From the early days of gas market deregulation in the 1980s, Canada enjoyed an expanding love affair with its southern neighbor in the form of growing natural gas exports. With U.S. domestic gas supplies looking to be heading toward terminal decline in the early 2000s, Western Canada’s abundant supplies and rising gas prices throughout North America appeared to be locking in a vast, profitable, and long-term gas export relationship. Also, a number of LNG import terminals were developed in the U.S. in anticipation of shipped-in gas supplies from overseas.

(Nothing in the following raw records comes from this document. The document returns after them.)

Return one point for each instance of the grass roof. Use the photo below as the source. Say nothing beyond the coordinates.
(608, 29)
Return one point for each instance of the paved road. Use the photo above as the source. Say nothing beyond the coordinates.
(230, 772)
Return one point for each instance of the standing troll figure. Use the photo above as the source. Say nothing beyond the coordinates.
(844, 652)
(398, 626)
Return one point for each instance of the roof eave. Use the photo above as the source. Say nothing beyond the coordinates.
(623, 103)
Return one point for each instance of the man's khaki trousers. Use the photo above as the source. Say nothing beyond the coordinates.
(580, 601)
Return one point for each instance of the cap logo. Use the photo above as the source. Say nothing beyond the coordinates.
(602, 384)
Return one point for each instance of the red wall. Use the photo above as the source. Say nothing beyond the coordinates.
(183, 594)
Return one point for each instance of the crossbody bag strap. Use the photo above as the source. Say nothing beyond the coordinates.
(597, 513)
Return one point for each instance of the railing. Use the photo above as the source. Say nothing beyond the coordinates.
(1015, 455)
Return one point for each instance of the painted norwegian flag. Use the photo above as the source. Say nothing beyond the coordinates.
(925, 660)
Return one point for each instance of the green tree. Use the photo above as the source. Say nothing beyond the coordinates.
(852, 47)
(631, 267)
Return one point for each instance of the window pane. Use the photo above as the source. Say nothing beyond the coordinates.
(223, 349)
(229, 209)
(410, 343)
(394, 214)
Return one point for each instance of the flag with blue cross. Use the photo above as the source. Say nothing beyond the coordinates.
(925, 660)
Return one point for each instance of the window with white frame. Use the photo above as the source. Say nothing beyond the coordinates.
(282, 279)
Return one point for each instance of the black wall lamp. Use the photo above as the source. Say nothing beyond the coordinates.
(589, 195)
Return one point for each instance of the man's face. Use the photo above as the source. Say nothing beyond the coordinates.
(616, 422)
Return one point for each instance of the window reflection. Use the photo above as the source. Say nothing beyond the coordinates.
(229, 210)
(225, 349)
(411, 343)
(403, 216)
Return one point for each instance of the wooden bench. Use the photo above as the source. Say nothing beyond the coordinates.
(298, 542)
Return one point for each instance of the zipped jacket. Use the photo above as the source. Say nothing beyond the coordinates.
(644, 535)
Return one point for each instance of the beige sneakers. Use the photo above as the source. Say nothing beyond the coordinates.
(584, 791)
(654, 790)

That all changed with the Shale Revolution, which turned the U.S. into a gas production powerhouse. Steadily expanding U.S. gas supplies over the past decade reduced the need for Canadian gas and sent Canada’s gas exports into a sort of terminal decline of their own. The share of U.S. gas demand met by Canadian supplies collapsed (on a net basis) from 10.5% (~7 Bcf/d) in 2010 to just 5.1% (~4.3 Bcf/d) through the first seven months of 2020, based on data from the U.S. Energy Information Administration (EIA). At the same time, some of those U.S. LNG import terminals were re-purposed as export terminals to deal with the new abundance of U.S. gas supplies.